Nach dem Willen des Gesetzgebers sollte mithin das Kriterium der Dauerhaftigkeit verhindern, dass der Betreffende nach § 7 Abs. 4 SGB IV a.F. als abhängig beschäftigt galt, weil er in der Gründungsphase noch nicht mehrere Auftraggeber generieren konnte. Diese „Startschwierigkeiten“ sollten der Aufnahme einer selbständigen Tätigkeit nicht entgegenstehen. Das Merkmal der Dauerhaftigkeit macht im Zusammenhang mit § 2 S. 1 Nr. 9 SGB VI allerdings nur dann Sinn, wenn nicht die gesamte - vom Gesetzgeber in § 6 Abs. la SGB VI auf drei Jahre pauschalierte Existenzgründungsphase von dieser Startphase erfasst ist, da die Befreiung von der Versicherungspflicht nur dann trägt, wenn auch Versicherungspflicht besteht. Ob der Zeitraum auf die eigentliche Startphase von wenigen Monaten oder einem Jahr begrenzt ist, wofür die Bezugnahme der Gesetzesbegründung auf das Unternehmenskonzept spricht und der Umstand, dass die Gründung lediglich „nicht erschwert“ werde soll, kann vorliegend dahin gestellt bleiben. Denn mit der Bindung an einen Auftraggeber über die Dauer von - wie hier - vier Jahren, ist der dreijährige Zeitraum der Existenzgründungsphase jedenfalls überschritten.
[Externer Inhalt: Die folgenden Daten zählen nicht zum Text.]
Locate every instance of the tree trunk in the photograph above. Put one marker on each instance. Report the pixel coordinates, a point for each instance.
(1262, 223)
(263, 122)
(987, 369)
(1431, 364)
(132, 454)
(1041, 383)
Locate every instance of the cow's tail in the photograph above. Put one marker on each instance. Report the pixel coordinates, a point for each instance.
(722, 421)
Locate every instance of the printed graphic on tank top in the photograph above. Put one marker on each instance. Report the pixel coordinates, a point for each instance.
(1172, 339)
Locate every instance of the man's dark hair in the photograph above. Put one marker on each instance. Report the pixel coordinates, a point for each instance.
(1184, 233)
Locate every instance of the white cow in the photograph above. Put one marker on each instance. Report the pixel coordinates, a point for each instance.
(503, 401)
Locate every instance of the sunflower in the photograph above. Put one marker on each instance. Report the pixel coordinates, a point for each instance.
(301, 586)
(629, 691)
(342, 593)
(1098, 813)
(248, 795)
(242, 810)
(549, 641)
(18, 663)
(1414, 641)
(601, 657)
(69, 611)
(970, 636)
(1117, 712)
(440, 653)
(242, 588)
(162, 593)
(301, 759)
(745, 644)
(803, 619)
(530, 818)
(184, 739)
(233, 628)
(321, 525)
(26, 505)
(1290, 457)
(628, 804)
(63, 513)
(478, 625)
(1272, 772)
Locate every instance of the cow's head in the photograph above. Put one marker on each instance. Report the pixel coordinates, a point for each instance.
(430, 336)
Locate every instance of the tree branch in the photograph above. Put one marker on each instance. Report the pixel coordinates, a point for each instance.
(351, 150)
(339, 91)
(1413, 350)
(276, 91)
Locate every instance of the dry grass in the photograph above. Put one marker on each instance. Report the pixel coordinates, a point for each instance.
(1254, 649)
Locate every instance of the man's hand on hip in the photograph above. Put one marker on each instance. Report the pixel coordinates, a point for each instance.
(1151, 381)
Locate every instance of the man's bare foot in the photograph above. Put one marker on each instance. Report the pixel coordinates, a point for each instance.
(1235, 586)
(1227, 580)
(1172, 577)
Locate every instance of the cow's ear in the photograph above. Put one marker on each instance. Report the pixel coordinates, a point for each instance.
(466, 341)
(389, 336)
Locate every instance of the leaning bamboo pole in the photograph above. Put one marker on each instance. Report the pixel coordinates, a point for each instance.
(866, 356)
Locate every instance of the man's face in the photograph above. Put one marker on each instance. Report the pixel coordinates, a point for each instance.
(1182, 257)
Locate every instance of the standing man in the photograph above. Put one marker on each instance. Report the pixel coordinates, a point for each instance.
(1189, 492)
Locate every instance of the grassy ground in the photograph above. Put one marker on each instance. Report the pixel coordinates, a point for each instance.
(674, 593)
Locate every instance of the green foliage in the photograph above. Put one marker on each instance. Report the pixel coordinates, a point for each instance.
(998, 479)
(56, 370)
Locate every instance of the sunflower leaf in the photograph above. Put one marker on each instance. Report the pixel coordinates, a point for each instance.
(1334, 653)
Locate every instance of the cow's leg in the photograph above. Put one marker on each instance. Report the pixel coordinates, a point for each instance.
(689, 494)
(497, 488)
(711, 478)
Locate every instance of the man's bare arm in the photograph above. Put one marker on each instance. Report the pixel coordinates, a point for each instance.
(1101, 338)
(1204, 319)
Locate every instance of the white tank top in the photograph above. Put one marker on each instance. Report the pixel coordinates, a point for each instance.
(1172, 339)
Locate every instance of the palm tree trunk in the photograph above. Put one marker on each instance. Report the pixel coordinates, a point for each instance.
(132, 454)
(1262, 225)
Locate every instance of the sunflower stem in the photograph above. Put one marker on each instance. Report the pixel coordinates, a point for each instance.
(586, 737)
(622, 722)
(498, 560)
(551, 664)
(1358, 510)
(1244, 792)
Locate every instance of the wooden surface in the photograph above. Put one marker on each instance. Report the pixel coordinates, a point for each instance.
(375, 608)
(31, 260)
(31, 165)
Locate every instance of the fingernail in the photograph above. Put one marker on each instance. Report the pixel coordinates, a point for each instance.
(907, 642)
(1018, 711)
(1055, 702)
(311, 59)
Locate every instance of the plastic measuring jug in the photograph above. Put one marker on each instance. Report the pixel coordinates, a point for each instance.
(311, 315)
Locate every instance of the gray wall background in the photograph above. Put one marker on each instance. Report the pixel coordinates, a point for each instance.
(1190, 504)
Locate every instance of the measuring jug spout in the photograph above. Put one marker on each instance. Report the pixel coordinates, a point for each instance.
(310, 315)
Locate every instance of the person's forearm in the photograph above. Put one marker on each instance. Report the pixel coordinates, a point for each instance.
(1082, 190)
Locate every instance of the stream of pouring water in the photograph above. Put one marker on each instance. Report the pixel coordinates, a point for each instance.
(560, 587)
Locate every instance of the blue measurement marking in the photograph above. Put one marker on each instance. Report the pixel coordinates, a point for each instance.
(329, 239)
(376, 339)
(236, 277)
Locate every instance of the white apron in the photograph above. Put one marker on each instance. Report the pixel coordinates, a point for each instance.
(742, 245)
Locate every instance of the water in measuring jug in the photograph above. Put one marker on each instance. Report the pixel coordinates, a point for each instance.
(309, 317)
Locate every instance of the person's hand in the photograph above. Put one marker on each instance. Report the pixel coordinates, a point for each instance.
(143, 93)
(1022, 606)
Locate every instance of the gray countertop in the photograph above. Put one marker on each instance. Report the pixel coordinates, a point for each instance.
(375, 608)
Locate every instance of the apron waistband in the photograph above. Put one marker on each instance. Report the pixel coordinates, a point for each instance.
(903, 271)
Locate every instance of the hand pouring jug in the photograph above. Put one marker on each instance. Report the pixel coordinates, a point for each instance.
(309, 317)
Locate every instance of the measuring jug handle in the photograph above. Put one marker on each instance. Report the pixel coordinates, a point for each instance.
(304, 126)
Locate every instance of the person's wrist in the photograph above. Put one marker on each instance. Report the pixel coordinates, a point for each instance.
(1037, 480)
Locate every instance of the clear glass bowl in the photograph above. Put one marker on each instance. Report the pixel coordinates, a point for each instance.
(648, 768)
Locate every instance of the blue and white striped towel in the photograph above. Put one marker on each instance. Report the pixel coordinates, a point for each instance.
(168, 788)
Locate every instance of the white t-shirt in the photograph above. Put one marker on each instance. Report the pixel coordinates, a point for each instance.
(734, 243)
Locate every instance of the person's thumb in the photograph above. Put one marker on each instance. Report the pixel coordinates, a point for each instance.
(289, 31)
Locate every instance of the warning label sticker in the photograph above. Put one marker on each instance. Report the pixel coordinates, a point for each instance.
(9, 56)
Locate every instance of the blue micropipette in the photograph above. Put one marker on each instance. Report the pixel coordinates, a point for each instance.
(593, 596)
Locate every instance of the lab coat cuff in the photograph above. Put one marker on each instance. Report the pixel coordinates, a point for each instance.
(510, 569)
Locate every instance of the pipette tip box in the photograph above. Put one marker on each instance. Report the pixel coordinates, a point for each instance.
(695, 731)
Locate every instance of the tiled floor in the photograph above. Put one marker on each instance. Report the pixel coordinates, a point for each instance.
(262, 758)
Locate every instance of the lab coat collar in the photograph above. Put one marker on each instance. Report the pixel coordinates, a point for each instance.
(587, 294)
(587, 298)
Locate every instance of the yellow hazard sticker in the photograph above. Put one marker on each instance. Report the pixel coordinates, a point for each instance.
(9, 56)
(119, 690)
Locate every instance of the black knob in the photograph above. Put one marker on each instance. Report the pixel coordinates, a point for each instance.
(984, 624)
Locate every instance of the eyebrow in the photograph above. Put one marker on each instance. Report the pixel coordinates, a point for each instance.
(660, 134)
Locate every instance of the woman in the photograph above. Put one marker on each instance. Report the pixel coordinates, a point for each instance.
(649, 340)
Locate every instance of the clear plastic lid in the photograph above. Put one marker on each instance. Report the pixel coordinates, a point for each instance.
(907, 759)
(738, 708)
Es entspräche nicht Sinn und Zweck der Regelung in einem solchen Fall nicht von einer dauerhaften Abhängigkeit von einem Auftraggeber im Sinne des § 2 S. 1 Nr. 9 SGB VI auszugehen. Bei einer derart langen Dauer kommt es nicht darauf an, ob es sich (aus damaliger Sicht) voraussichtlich um ein regelmäßig wiederkehrendes Auftragsverhältnis handelte oder das (nicht verwirklichte) Unternehmenskonzept darauf gerichtet war, mehrere Auftraggeber zu gewinnen. Ebenso unbedeutend ist, welche Motive die Beteiligten für eine Ausdehnung des Projekts auf vier Jahr leiteten. Bei einer Bindung an einen Auftraggeber über die Dauer von mehr als drei Jahren liegt eine arbeitnehmerähnliche Selbständigkeit im Sinne von § 2 S. 1 Nr. 9 SGB VI vor.

Auf die individuelle Schutzbedürftigkeit der Klägerin kommt es dabei nicht an. Der Tatbestand des § 2 S. 1 Nr. 9 SGB VI setzt nicht die individuelle soziale Schutzbedürftigkeit des Versicherungspflichtigen voraus. Die Versicherungspflicht beruht vielmehr auf der Erfüllung des formalen gesetzlichen Tatbestands, in dem nach Auffassung des Gesetzgebers die soziale Schutzbedürftigkeit typisierend verkörpert ist (BSG 24.11.2005, B 12 RA 1/04 R, BSGE 95, 275; Urt. v. 04.11.2009 - B 12 R 7/08 R, juris).

Die Berufung der Klägerin konnte deshalb keinen Erfolg haben. Die Kostenentscheidung beruht auf § 193 SGG.

Die Voraussetzungen für die Zulassung der Revision (§ 160 Abs. 2 Nr. 1 SGG) liegen nicht vor. Bei einer vierjährigen Dauer eines Projekts ergibt sich die Auslegung des Begriffs der „Dauer“ bereits aus der Zusammenschau von § 2 S. 1 Nr. 9 SGB VI und § 6 Abs. la SGB VI und damit direkt aus dem Gesetz.